Built a full pairs trading system on Russell 3000 using a 4-layer Transformer Encoder for supervised trade signal classification. Discovered and eliminated three compounding biases that inflated returns from 617% → 3.97%. Current unbiased result: +3.97% total return, 0.91 Sharpe, -19.3% max drawdown over 2023–2025. Strategy has no edge in current form — documented why, and what fixes it.
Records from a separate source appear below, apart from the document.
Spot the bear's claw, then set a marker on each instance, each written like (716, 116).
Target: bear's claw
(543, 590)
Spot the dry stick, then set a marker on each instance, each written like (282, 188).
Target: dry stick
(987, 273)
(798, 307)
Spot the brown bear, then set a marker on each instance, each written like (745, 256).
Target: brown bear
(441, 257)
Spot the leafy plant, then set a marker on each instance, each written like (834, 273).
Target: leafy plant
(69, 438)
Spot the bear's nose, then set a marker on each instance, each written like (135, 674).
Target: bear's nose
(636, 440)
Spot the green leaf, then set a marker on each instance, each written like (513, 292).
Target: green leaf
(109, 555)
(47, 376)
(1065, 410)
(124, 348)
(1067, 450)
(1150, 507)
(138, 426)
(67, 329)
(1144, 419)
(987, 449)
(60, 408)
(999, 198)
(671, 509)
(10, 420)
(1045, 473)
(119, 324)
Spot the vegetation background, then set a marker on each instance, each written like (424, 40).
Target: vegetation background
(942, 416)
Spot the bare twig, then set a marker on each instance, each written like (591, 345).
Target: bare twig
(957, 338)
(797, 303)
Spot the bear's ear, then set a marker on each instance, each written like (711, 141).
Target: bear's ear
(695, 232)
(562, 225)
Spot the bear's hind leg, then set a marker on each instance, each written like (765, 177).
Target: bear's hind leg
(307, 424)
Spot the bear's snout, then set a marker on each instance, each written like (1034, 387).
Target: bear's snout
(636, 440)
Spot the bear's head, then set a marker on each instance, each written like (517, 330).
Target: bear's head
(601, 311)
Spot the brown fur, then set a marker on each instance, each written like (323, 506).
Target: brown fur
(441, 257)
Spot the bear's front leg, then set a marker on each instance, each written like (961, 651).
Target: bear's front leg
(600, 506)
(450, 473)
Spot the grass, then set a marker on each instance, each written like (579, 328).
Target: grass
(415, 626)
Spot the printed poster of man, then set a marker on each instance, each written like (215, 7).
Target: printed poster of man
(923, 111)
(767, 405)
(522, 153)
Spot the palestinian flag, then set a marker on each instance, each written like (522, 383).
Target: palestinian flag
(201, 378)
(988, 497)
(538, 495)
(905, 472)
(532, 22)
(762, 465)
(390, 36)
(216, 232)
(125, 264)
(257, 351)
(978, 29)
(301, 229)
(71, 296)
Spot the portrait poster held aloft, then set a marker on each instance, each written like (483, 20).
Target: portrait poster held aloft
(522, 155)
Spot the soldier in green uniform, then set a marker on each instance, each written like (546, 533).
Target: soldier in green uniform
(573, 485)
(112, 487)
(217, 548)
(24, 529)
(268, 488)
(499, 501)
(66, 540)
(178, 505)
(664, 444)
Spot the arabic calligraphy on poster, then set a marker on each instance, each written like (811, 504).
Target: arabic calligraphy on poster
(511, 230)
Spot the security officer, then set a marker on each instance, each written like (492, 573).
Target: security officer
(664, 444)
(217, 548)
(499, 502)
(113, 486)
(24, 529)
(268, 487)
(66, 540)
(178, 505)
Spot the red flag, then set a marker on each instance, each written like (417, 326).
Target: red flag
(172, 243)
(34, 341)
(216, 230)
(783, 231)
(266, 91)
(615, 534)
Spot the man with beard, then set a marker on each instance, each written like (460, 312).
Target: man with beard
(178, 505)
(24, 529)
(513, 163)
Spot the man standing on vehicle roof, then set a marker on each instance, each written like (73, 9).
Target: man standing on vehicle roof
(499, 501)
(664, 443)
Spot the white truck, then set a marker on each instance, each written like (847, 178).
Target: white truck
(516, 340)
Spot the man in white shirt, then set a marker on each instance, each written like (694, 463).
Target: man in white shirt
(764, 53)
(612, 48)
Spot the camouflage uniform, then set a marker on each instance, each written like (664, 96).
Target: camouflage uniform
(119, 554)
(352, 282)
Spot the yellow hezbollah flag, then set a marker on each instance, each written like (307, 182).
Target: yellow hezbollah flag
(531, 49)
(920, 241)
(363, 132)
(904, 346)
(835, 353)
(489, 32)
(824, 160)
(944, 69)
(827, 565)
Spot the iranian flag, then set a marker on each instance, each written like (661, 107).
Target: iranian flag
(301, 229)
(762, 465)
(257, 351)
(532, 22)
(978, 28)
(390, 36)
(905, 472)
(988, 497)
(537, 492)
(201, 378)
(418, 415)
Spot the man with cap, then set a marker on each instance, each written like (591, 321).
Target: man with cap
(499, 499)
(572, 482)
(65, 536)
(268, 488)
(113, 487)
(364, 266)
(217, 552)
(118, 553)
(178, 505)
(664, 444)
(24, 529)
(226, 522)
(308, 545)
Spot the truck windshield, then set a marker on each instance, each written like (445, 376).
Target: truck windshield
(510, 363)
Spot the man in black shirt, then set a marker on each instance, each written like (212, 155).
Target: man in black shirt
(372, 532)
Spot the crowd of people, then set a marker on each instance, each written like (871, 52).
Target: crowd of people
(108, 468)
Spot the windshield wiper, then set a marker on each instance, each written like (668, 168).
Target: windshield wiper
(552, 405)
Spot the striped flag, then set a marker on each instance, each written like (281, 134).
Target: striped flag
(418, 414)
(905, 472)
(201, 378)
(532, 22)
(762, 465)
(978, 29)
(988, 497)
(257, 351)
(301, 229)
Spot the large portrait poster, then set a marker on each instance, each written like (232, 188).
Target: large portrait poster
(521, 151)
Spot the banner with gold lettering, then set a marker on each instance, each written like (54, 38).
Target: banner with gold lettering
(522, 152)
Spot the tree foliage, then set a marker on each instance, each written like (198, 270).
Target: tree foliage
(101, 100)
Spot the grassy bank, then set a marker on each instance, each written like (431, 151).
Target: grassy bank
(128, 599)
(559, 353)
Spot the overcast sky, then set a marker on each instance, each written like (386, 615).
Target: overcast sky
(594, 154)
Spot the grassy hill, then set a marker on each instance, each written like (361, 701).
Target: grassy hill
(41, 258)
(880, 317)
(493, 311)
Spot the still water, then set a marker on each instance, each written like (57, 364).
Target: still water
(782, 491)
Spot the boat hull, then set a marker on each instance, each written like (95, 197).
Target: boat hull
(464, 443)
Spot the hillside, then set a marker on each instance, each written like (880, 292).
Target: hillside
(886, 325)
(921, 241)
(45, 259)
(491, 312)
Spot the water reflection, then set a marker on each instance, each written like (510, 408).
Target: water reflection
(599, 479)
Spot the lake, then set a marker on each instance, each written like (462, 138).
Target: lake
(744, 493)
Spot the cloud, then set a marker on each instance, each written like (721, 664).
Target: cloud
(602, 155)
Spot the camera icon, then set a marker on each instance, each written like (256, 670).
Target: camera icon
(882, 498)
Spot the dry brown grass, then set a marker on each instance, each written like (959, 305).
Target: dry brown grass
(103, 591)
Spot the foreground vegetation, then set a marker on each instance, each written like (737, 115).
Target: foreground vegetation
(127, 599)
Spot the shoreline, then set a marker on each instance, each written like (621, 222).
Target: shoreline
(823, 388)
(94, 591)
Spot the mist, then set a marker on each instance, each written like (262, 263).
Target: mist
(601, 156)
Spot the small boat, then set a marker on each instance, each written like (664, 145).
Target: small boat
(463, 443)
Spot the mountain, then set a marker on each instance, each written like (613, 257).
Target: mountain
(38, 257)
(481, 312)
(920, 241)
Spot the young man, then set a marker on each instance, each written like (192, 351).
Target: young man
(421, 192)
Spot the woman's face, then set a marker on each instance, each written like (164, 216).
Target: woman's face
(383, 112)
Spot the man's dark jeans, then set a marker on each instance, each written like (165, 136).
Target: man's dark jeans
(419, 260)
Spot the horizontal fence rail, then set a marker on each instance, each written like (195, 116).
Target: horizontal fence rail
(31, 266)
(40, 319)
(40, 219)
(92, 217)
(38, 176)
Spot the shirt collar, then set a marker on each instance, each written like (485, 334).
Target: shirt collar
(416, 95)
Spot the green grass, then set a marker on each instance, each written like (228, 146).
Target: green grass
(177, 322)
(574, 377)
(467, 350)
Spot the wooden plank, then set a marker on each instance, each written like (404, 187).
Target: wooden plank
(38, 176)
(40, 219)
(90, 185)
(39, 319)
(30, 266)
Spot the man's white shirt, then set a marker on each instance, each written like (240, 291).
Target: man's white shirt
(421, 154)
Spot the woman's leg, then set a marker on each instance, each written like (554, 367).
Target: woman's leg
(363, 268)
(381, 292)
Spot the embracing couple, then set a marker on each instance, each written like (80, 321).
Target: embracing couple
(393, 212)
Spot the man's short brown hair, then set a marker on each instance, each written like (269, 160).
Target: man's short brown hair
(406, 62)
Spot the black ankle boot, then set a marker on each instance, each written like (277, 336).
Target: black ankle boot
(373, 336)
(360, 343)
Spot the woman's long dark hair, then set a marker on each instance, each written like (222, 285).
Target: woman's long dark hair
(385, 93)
| Component | Implementation |
|---|---|
| Universe | Russell 3000 (~3,556 symbols) |
| Pair Selection | Engle-Granger cointegration + Hurst exponent + half-life filter (4–120 days) |
| Signal Model | 4-layer Transformer Encoder (8-head attention, d_model=128) — supervised binary classification |
| Entry Signal | Z-score |
| Exit Signal | Z-score |
| Position Sizing | Kelly-inspired: base 4%, max 10%, scaled by volatility + profit protection |
| Risk Manager | Drawdown kill switch (15%), single-day circuit breaker (5%), intraday pause (-3%) |
| Costs | Bid-ask spread + commission + market impact (total cost impact: 60% of capital on 5,600 trades) |
All three biases eliminated before this run.
| Metric | Value |
|---|---|
| Total Return (2023–2025) | +3.97% |
| Annualized Return | ~1.6% |
| Sharpe Ratio | 0.91 |
| Max Drawdown | -19.29% |
| Total Trades | 416 |
| Win Rate | 57.69% |
| Profit Factor | 1.01 |
Interpretation: Profit factor of 1.01 means the strategy is essentially break-even after transaction costs. No real edge in current form on out-of-sample data.